On Sun, 6 Mar 2005, bulia byak wrote:
Date: Sun, 6 Mar 2005 18:37:34 -0400
From: bulia byak <buliabyak@...400...>
To: Alan Horkan <horkana@...44...>
Cc: Inkscape is a vector graphics editor
<inkscape-devel(a)lists.sourceforge.net>
Subject: Re: [Inkscape-devel] Re: layer commands we need
On Sun, 6 Mar 2005 22:12:19 +0000 (GMT), Alan Horkan
<horkana@...44...> wrote:
> You want to Include "Merge Visible" but not both with "Flatten
Image"?
> I suppose that works, hadn't thought of it that way. Hopefully it wont
> confuse artists with bad habits too much.
Yes.
> Siblings seems extremely confusing to me, I hardly ever use the word
> siblings (brothers, sisters, family but almost never siblings) and I'm a
> native English speaker and as I user I wouldn't be sure what exactly it
> might mean (i did already have to ask) so it is bordering on complex
> jargon.
It's a standard term in XML and in pretty much anything tree-like. Our
layers are hierarchical, so it's natural for us to use it. How else
would you call layers which have the same parent as the current one?
I understand now. You are thinking in terms of Trees.
I am only thinking of Layers in terms of stack (a very shallow tree).
The way I understand what you are talking about is something quite
different from the traditional concepts of Layers.
Tonight I will look at how Adobe Photoshop handles what it calls Layer
groups, which is essentially several layers under the same parent.
Perhaps that will provide simpler terminology and something that graphics
users might already be familiar with.
Perhaps most of the time one would use "Merge down" to
merge just two
layers. But there must also be a way to merge all siblings, and for a
parent, to merge all children into the parent.
I'd imagine that as you merge down the tree could be flattened in the
process when only one layer was remaining at that level of the tree it
would merged down onto the next branch of the tree.

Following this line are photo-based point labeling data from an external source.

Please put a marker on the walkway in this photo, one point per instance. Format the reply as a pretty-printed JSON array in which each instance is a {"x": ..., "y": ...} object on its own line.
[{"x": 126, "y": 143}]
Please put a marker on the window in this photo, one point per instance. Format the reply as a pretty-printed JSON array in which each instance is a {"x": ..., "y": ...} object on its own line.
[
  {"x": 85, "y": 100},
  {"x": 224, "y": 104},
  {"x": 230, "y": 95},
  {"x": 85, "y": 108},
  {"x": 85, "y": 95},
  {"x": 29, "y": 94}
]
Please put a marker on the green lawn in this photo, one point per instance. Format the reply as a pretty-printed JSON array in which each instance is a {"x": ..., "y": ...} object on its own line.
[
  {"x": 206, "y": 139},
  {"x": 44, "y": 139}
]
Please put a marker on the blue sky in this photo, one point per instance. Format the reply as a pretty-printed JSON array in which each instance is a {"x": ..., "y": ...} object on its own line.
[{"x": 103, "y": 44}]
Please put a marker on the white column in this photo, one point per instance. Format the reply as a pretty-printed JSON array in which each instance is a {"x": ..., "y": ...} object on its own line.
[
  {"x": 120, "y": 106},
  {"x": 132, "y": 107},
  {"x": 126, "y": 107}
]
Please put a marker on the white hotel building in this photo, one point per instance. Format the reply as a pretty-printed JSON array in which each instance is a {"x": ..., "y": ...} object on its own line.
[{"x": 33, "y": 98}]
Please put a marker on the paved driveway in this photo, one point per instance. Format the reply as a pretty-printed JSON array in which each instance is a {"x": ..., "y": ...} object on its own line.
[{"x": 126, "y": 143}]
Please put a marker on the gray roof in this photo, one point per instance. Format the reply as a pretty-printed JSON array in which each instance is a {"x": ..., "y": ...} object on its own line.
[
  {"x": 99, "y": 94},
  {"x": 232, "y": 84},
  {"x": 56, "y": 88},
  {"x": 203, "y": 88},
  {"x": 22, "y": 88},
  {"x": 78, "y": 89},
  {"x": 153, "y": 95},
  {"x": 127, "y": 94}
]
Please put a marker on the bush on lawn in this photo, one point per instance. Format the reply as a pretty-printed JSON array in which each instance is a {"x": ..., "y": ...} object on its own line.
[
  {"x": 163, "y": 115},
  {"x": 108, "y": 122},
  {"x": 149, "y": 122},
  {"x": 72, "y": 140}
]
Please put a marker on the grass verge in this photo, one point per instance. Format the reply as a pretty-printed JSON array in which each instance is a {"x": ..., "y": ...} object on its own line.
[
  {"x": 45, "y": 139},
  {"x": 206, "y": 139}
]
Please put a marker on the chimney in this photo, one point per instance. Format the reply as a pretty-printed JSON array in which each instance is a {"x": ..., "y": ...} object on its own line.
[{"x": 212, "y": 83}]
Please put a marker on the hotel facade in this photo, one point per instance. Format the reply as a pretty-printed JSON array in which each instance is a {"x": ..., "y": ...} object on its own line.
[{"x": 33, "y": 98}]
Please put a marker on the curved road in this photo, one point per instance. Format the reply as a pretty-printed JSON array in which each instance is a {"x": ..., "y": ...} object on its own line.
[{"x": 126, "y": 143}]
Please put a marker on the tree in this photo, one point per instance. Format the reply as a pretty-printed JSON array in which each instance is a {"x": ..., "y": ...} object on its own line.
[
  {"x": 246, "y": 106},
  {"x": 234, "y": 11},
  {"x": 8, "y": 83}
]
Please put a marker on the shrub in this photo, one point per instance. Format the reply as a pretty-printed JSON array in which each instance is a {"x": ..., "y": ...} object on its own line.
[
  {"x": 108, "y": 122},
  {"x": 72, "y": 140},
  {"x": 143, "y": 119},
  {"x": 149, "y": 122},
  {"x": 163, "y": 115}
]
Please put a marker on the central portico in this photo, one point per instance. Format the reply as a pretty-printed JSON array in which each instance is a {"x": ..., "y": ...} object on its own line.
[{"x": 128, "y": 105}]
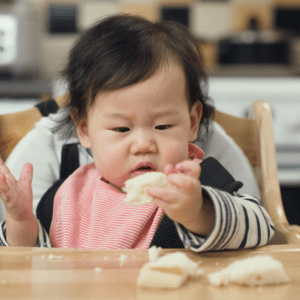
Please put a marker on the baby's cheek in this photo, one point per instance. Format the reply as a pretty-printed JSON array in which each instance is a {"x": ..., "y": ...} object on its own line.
[{"x": 175, "y": 154}]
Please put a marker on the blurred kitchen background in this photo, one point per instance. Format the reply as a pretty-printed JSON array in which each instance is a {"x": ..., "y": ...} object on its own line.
[{"x": 251, "y": 49}]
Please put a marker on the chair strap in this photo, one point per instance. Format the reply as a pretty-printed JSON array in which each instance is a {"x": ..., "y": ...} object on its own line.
[
  {"x": 69, "y": 163},
  {"x": 47, "y": 107}
]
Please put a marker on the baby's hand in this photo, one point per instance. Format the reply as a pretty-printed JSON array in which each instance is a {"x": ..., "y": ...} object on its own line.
[
  {"x": 184, "y": 204},
  {"x": 17, "y": 195}
]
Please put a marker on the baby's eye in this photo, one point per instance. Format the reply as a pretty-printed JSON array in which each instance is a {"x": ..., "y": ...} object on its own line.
[
  {"x": 121, "y": 129},
  {"x": 162, "y": 127}
]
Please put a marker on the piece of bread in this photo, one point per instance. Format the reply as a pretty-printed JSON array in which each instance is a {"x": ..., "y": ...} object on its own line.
[
  {"x": 135, "y": 187},
  {"x": 253, "y": 271},
  {"x": 167, "y": 272},
  {"x": 154, "y": 253}
]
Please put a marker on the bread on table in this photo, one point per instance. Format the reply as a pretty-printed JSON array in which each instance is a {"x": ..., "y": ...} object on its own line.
[
  {"x": 253, "y": 271},
  {"x": 167, "y": 272}
]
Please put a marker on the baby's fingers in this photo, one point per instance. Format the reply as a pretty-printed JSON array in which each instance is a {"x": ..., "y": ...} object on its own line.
[
  {"x": 166, "y": 194},
  {"x": 27, "y": 174},
  {"x": 4, "y": 187}
]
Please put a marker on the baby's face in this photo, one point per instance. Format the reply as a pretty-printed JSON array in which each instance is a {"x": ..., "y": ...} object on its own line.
[{"x": 142, "y": 127}]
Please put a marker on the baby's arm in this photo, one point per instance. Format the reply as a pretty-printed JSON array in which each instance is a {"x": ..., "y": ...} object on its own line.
[
  {"x": 21, "y": 224},
  {"x": 186, "y": 204}
]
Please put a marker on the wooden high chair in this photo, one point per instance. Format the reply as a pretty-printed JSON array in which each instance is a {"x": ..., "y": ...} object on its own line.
[
  {"x": 14, "y": 126},
  {"x": 254, "y": 135}
]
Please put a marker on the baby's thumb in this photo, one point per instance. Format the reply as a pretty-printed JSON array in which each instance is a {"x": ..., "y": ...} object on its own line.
[{"x": 27, "y": 173}]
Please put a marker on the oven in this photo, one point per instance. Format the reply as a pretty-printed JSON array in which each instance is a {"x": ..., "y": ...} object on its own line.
[{"x": 235, "y": 95}]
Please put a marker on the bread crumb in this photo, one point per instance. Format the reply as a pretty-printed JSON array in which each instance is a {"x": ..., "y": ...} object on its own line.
[
  {"x": 168, "y": 272},
  {"x": 122, "y": 259},
  {"x": 253, "y": 271},
  {"x": 52, "y": 257},
  {"x": 98, "y": 270},
  {"x": 153, "y": 253}
]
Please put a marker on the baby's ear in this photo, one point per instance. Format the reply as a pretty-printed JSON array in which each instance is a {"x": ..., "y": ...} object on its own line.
[
  {"x": 195, "y": 117},
  {"x": 83, "y": 133}
]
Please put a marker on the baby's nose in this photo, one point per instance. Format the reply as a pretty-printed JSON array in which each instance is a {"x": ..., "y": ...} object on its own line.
[{"x": 143, "y": 144}]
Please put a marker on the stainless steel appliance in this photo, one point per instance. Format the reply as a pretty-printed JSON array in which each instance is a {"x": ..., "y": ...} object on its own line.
[{"x": 19, "y": 52}]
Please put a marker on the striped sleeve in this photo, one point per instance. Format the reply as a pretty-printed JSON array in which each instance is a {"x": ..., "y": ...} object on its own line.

That's because there's no easy way currently to make
sublayers. Once
this is in, they will be quite common I believe. Adobe has
hierarchical layers too.
I dont know if Adobe Illustrator has this kind of hierachical layers yet.
In a vector graphics the objects are all seperate and can easily be moved
around, grouped, move up and down the z-order whereas in a raster
graphics program you almost need to create a new layer for each and every
object if you want that same kind of flexibility.
Thanks for your patience. I think I understand much better now.